The Observer’s linotype machine prominently displayed in the Village Gallery of Columbia Pacific Heritage Museum (CPHM) is a Mergenthaler Linotype Co. model 5 #15131. It was the primary machine used for eight decades by the Chinook Observer.  In 1900, the Observer was started by George Hibbert and Frank Gaither in Chinook and in 1938 James O’Neil moved the Chinook Observer to Long Beach, where it kept the original name and where it has been ever since. 

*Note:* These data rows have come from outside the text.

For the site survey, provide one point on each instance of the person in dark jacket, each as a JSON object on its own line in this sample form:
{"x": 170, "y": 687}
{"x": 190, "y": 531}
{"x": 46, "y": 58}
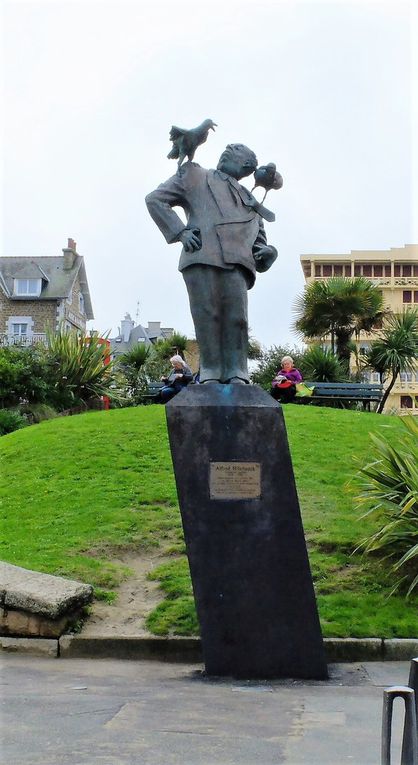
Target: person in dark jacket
{"x": 283, "y": 386}
{"x": 224, "y": 245}
{"x": 179, "y": 377}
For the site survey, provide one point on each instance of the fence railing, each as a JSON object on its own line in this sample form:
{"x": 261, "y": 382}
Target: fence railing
{"x": 23, "y": 340}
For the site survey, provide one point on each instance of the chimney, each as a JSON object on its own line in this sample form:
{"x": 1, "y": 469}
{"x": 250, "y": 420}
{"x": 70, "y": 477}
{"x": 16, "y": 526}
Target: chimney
{"x": 126, "y": 326}
{"x": 70, "y": 254}
{"x": 154, "y": 328}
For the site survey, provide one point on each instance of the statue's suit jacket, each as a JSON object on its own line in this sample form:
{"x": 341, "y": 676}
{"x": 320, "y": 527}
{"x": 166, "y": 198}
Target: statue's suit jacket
{"x": 220, "y": 208}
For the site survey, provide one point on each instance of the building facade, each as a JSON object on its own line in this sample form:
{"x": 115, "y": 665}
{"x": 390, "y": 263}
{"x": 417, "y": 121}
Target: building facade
{"x": 130, "y": 334}
{"x": 395, "y": 271}
{"x": 41, "y": 292}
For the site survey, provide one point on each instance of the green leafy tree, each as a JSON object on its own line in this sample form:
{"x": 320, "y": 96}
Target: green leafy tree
{"x": 321, "y": 365}
{"x": 395, "y": 351}
{"x": 389, "y": 491}
{"x": 81, "y": 368}
{"x": 24, "y": 376}
{"x": 340, "y": 308}
{"x": 132, "y": 364}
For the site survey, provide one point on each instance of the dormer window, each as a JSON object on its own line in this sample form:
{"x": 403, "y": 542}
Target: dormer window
{"x": 27, "y": 287}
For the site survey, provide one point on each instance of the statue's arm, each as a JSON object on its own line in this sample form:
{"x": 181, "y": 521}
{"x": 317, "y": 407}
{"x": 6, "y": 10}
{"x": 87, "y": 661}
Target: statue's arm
{"x": 160, "y": 203}
{"x": 264, "y": 254}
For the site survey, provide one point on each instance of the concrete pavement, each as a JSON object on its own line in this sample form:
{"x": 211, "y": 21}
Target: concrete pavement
{"x": 119, "y": 712}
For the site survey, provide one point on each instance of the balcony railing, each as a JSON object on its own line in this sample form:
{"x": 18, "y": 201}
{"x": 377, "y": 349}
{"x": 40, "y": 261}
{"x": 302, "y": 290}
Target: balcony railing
{"x": 22, "y": 340}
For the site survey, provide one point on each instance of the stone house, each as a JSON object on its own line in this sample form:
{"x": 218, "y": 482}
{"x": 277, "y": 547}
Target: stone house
{"x": 130, "y": 334}
{"x": 41, "y": 292}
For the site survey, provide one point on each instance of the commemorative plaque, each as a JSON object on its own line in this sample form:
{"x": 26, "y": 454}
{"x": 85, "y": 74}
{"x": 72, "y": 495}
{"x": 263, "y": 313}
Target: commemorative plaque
{"x": 235, "y": 480}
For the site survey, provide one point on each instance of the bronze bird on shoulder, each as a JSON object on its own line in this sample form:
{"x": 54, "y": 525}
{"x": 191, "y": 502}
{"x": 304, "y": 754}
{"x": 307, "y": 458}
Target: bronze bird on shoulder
{"x": 185, "y": 142}
{"x": 267, "y": 177}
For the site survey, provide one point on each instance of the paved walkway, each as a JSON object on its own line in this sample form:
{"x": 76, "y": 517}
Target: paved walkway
{"x": 110, "y": 712}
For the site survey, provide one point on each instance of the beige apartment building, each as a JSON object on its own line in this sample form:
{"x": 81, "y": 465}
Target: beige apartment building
{"x": 396, "y": 273}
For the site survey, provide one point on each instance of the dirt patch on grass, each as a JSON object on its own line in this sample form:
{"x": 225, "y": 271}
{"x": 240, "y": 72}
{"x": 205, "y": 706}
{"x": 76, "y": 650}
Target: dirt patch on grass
{"x": 136, "y": 597}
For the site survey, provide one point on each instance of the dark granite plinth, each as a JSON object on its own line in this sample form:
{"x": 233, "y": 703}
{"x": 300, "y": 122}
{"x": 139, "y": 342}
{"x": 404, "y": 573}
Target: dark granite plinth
{"x": 248, "y": 561}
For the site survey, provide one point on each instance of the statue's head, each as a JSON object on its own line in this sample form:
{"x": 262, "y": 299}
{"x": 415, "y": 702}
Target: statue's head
{"x": 237, "y": 160}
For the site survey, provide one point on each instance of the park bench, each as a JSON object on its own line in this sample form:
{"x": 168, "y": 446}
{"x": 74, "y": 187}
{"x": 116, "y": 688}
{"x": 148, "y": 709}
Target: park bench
{"x": 343, "y": 393}
{"x": 153, "y": 389}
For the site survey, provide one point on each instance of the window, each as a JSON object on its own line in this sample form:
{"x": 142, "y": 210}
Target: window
{"x": 27, "y": 286}
{"x": 406, "y": 402}
{"x": 405, "y": 376}
{"x": 20, "y": 329}
{"x": 20, "y": 326}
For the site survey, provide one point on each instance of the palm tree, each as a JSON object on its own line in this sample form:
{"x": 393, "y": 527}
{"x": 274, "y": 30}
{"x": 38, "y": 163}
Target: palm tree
{"x": 322, "y": 365}
{"x": 395, "y": 351}
{"x": 340, "y": 308}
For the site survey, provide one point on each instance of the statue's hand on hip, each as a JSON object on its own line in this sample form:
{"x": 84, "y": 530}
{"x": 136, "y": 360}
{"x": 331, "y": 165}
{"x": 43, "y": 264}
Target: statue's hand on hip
{"x": 190, "y": 239}
{"x": 264, "y": 257}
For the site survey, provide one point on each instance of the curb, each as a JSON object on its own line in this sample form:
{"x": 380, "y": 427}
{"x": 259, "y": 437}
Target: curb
{"x": 188, "y": 650}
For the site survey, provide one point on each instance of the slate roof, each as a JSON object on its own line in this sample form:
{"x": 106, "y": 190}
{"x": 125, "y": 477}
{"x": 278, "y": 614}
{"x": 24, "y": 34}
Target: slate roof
{"x": 57, "y": 281}
{"x": 138, "y": 334}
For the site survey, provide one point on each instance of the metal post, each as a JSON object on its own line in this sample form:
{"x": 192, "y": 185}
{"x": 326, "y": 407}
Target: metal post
{"x": 412, "y": 683}
{"x": 409, "y": 752}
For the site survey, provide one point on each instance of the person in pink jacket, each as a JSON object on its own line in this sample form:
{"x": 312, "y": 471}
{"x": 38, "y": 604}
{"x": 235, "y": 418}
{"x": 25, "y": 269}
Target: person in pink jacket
{"x": 283, "y": 386}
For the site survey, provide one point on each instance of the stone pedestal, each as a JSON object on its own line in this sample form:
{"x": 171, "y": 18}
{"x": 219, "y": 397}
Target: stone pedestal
{"x": 245, "y": 544}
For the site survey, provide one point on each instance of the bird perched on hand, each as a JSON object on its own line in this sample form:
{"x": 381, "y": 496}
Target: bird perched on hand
{"x": 185, "y": 142}
{"x": 267, "y": 177}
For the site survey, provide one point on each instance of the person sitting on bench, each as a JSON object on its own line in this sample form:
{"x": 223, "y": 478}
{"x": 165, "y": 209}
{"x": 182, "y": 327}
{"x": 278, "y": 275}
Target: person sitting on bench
{"x": 283, "y": 386}
{"x": 179, "y": 377}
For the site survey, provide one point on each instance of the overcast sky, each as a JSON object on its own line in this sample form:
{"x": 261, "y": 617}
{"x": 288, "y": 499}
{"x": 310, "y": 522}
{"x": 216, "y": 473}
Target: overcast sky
{"x": 324, "y": 89}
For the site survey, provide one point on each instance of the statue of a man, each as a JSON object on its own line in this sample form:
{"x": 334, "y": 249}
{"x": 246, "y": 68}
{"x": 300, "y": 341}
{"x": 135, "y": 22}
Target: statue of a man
{"x": 224, "y": 244}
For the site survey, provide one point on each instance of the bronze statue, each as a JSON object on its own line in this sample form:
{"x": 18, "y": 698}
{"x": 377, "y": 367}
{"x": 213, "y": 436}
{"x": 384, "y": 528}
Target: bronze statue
{"x": 224, "y": 244}
{"x": 185, "y": 142}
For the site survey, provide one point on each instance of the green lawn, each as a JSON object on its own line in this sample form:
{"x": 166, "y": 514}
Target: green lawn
{"x": 75, "y": 491}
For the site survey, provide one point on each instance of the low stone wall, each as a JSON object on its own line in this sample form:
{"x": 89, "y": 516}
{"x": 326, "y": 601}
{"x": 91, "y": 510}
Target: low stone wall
{"x": 39, "y": 605}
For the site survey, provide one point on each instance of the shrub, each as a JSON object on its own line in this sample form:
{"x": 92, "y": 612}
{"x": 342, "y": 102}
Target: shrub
{"x": 81, "y": 368}
{"x": 322, "y": 365}
{"x": 11, "y": 420}
{"x": 389, "y": 489}
{"x": 24, "y": 375}
{"x": 35, "y": 413}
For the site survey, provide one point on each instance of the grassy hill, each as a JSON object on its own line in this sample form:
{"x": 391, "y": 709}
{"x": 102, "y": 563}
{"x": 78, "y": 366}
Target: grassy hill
{"x": 75, "y": 491}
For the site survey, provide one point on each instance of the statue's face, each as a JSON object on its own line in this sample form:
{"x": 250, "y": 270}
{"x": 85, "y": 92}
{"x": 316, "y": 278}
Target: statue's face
{"x": 237, "y": 160}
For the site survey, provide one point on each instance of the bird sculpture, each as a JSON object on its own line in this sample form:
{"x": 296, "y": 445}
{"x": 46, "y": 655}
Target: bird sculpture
{"x": 267, "y": 177}
{"x": 185, "y": 142}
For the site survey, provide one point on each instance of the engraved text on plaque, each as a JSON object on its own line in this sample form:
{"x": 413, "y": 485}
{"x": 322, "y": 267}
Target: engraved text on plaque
{"x": 235, "y": 480}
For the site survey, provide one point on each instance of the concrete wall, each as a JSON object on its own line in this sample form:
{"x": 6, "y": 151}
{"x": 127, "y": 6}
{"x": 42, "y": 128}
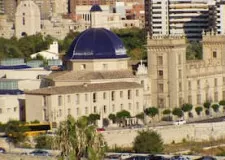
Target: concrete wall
{"x": 197, "y": 132}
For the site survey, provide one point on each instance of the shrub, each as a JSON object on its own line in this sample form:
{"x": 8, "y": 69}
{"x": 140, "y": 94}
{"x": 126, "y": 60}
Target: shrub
{"x": 198, "y": 110}
{"x": 215, "y": 107}
{"x": 148, "y": 142}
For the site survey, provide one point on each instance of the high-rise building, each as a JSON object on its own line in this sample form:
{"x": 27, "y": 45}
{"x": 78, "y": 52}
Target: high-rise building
{"x": 1, "y": 7}
{"x": 27, "y": 19}
{"x": 9, "y": 8}
{"x": 220, "y": 23}
{"x": 189, "y": 17}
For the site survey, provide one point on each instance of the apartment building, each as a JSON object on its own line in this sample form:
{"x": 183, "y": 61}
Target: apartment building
{"x": 188, "y": 17}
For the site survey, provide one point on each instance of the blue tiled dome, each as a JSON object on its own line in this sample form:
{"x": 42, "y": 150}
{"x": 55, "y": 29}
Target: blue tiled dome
{"x": 96, "y": 43}
{"x": 95, "y": 8}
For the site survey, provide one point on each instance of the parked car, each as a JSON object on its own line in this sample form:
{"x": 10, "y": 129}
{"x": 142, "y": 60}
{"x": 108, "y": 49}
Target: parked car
{"x": 100, "y": 129}
{"x": 138, "y": 158}
{"x": 2, "y": 150}
{"x": 125, "y": 155}
{"x": 154, "y": 157}
{"x": 179, "y": 157}
{"x": 179, "y": 122}
{"x": 39, "y": 153}
{"x": 206, "y": 158}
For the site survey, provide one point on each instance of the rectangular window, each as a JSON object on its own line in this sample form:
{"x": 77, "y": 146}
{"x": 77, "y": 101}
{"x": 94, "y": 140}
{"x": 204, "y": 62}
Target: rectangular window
{"x": 179, "y": 73}
{"x": 180, "y": 86}
{"x": 104, "y": 109}
{"x": 214, "y": 54}
{"x": 86, "y": 110}
{"x": 198, "y": 84}
{"x": 216, "y": 96}
{"x": 121, "y": 94}
{"x": 190, "y": 99}
{"x": 137, "y": 93}
{"x": 198, "y": 99}
{"x": 215, "y": 82}
{"x": 113, "y": 95}
{"x": 179, "y": 59}
{"x": 77, "y": 99}
{"x": 59, "y": 100}
{"x": 94, "y": 97}
{"x": 86, "y": 97}
{"x": 78, "y": 111}
{"x": 160, "y": 88}
{"x": 189, "y": 85}
{"x": 60, "y": 113}
{"x": 129, "y": 94}
{"x": 223, "y": 94}
{"x": 160, "y": 60}
{"x": 137, "y": 106}
{"x": 105, "y": 66}
{"x": 113, "y": 107}
{"x": 129, "y": 106}
{"x": 69, "y": 111}
{"x": 44, "y": 101}
{"x": 104, "y": 95}
{"x": 160, "y": 74}
{"x": 161, "y": 102}
{"x": 121, "y": 106}
{"x": 180, "y": 101}
{"x": 68, "y": 99}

J.M. “Jimmie” O’Neil and co-worker Lee Marsh finally said goodbye to the linotype machine in the early 1970s and it has been on loan at CPHM since. In 1963, Wayne O’Neil took over as editor of the Observer and he and wife Frances worked there until 1983.

“We consider the newspaper public property. The plant (and linotype machine) is privately owned, but the newspaper belongs to the people. The editor’s obligation first, last and always is to see that this publication is handled for the best interests of the majority and may God help us all to live up that standard,” Jimmie O’Neil stated in the first Observer issue he put out.  

Linotype users typically took information from rough drafts and proofreaders were expert at reading print in reverse. (Try reading a book in a mirror to see their dilemma.) “I used to read the pages upside down. It made reading the reverse type easier for me. After awhile you got used to it,” Frances O’Neil recollects.

Jimmie O’Neil’s early days of being the only newsman and on call around the clock meant that he was so short-handed he often had to exclude the copy writer and proofreader. He would do all the composing at the 90-character keyboard and put his work “to bed” himself. He did this until his first vacation in 1952, after 14 years at the linotype.  “A whole week off!” he exclaimed.

O’Neil’s editorials were often to the point and met serious local concerns. He wrote in Aug. 14, 1953, “One bad accident averted at 101 - Peninsula Rd. intersection through the use of a blinker would be money well spent.” Two decades later his son, Wayne, would write a similar piece about a school child killed at the same intersection that now features a seeing-eye stop light.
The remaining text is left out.